In diesem Artikel bekommst du alle wichtigen Infos zum Thema barrierefreie Websites. Im Anschluss weißt du genau, worauf du achten musst und mit welchen praktischen Schritten du am besten beginnst, deine Webseite barrierefreier zu gestalten.
Warum Barrierefreiheit für alle wichtig ist?
Stell dir vor, du gehst in ein Restaurant, aber die Tür ist zu schmal für deinen Rollstuhl. Unangenehm, oder? Ähnlich fühlen sich Menschen mit Behinderungen, wenn sie auf eine nicht barrierefreie Webseite stoßen.

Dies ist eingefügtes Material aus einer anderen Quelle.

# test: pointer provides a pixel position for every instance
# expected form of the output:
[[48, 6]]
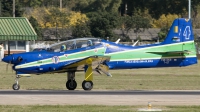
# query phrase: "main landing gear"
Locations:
[[16, 85], [87, 84]]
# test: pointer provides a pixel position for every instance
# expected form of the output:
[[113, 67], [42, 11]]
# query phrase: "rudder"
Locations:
[[180, 31]]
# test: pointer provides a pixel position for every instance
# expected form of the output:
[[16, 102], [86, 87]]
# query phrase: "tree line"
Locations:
[[98, 18]]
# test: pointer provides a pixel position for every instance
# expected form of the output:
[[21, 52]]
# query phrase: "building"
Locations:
[[15, 34]]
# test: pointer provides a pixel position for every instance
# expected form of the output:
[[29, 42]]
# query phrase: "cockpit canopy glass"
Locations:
[[73, 44]]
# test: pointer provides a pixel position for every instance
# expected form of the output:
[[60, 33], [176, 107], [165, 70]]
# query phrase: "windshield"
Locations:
[[74, 44]]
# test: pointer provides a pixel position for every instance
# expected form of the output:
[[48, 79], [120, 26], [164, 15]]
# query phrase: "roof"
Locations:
[[18, 28]]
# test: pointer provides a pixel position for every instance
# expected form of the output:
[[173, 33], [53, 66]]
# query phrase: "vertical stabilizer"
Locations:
[[180, 31]]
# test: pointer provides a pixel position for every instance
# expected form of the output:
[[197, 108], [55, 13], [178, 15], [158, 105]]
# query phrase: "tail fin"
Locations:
[[180, 31]]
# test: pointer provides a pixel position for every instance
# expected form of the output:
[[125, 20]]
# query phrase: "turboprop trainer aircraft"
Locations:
[[88, 54]]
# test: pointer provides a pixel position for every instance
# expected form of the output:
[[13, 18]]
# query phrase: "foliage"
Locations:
[[54, 17], [163, 33], [164, 21], [76, 18], [81, 30], [102, 24], [36, 27], [137, 23], [7, 8]]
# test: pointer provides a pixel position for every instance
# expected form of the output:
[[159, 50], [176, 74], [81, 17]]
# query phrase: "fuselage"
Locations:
[[122, 57]]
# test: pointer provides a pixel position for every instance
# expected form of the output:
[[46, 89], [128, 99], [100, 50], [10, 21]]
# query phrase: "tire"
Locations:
[[87, 85], [16, 86], [71, 85]]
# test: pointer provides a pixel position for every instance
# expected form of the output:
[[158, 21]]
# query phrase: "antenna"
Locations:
[[189, 9]]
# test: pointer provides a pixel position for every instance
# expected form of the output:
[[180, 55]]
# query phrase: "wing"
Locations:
[[94, 60], [171, 52]]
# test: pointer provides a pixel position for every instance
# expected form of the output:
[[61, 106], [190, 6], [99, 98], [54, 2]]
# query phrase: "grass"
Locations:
[[177, 78], [92, 108]]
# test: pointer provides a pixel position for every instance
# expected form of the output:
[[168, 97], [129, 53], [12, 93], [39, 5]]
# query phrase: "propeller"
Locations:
[[8, 65]]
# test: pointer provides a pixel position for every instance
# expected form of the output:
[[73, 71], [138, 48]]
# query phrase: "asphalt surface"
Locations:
[[98, 92], [99, 97]]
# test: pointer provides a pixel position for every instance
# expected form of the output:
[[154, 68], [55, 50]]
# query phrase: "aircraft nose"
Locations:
[[7, 59]]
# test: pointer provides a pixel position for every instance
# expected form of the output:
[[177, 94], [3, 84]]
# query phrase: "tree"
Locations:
[[136, 23], [102, 24], [7, 8], [164, 22], [36, 26], [81, 30]]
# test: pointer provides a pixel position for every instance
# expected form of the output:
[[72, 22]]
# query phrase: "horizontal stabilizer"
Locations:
[[24, 75], [103, 68], [94, 60]]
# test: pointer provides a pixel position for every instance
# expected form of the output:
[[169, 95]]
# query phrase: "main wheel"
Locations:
[[16, 86], [87, 85], [71, 85]]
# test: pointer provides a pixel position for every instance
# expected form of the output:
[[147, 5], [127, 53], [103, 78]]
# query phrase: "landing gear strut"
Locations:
[[87, 85], [16, 85], [71, 83]]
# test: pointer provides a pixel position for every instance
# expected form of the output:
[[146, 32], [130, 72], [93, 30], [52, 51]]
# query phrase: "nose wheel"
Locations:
[[71, 84], [87, 85], [16, 86]]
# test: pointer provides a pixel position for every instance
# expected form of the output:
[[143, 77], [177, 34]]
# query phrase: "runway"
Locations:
[[99, 92], [98, 97]]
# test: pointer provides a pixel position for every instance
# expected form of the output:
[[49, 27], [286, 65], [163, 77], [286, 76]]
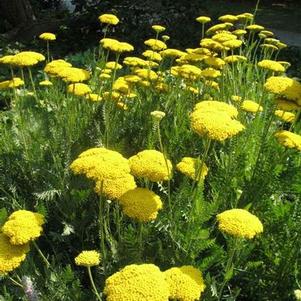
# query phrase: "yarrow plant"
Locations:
[[169, 174]]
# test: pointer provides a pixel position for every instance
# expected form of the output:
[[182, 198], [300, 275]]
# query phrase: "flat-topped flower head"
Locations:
[[239, 223], [47, 36], [185, 283], [152, 165], [158, 28], [141, 204], [251, 106], [23, 226], [88, 258], [108, 19], [11, 256], [137, 282]]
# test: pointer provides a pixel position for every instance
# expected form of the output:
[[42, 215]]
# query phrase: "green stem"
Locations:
[[41, 254], [93, 284]]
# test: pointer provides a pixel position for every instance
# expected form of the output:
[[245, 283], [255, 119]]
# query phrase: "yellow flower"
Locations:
[[11, 256], [156, 45], [214, 123], [251, 106], [191, 168], [23, 226], [137, 282], [108, 19], [79, 89], [215, 62], [158, 28], [88, 258], [239, 223], [158, 115], [271, 65], [47, 36], [141, 204], [285, 116], [116, 46], [203, 19], [109, 169], [72, 74], [45, 83], [152, 55], [289, 139], [54, 66], [285, 87], [185, 283], [93, 97], [152, 165]]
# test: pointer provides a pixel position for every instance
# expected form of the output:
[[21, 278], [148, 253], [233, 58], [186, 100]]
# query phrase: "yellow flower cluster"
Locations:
[[88, 258], [137, 282], [141, 204], [239, 223], [251, 106], [115, 45], [191, 168], [215, 120], [285, 116], [11, 256], [185, 283], [289, 139], [109, 169], [23, 226], [152, 165]]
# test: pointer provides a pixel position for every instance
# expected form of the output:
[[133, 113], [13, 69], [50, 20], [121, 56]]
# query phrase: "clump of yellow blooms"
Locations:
[[289, 139], [88, 258], [185, 283], [251, 106], [191, 168], [47, 36], [285, 116], [271, 65], [215, 120], [141, 204], [11, 256], [79, 89], [137, 282], [152, 165], [108, 19], [285, 87], [23, 226], [239, 223], [109, 169], [158, 28]]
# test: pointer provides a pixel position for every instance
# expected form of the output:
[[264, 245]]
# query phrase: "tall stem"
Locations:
[[93, 284]]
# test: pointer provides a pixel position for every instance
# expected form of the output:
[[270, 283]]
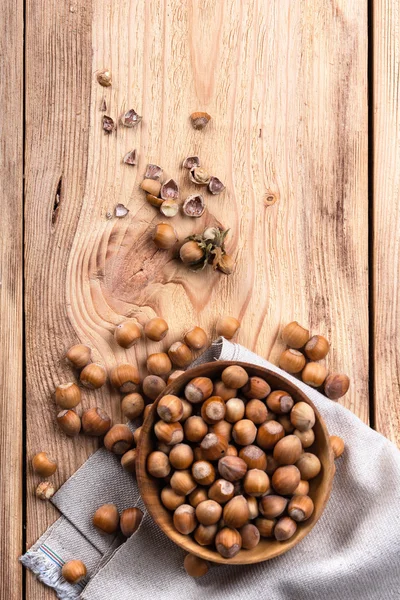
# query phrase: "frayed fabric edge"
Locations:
[[50, 574]]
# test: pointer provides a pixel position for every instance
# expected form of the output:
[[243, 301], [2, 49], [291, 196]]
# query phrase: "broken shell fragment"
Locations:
[[131, 158], [153, 172], [190, 162], [169, 208], [108, 124], [215, 185], [130, 118], [194, 206], [169, 190], [199, 176], [121, 211], [199, 119]]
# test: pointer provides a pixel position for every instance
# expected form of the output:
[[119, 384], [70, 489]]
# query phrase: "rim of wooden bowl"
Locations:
[[320, 487]]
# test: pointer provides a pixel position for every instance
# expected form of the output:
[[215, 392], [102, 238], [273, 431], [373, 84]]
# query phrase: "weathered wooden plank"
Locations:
[[386, 217], [11, 277]]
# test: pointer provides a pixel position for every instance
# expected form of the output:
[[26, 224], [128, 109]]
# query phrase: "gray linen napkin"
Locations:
[[353, 552]]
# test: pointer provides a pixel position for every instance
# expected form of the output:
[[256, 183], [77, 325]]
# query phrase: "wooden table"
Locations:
[[287, 86]]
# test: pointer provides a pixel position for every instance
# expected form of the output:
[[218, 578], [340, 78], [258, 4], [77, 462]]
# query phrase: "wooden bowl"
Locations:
[[320, 487]]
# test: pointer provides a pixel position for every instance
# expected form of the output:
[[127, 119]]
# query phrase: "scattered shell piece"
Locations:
[[169, 208], [108, 124], [191, 162], [130, 118], [121, 211], [199, 119], [194, 206], [199, 176], [131, 158], [169, 190], [104, 78], [215, 185], [153, 172]]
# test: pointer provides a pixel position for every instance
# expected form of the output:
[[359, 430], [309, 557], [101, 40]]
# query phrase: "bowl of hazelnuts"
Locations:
[[234, 463]]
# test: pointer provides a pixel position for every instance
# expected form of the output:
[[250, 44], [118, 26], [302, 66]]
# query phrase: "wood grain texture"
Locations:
[[11, 276], [286, 87], [386, 218]]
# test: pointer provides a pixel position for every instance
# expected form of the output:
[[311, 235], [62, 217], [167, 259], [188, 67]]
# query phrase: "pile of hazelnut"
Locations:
[[301, 346], [235, 459]]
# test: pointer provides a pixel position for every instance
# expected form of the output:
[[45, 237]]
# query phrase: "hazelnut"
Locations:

Barrierefreiheit im Web bedeutet, dass alle Menschen, unabhängig von ihren körperlichen oder geistigen Fähigkeiten, uneingeschränkt und ohne Unterstützung auf Inhalte zugreifen können.
Und jetzt kommt das Tolle: Barrierefreiheit ist nicht nur gut für deine BesucherInnen, sondern auch für dein SEO! Suchmaschinen lieben klare Strukturen und verständliche Inhalte – genau das, was auch für die barrierefreie Gestaltung von Webseiten wichtig ist.
Was ist der European Accessibility Act (EAA), das Barrierefreiheitsstärkungsgesetz (BFSG) bzw. das Barrierefreiheitsgesetz (BFG)?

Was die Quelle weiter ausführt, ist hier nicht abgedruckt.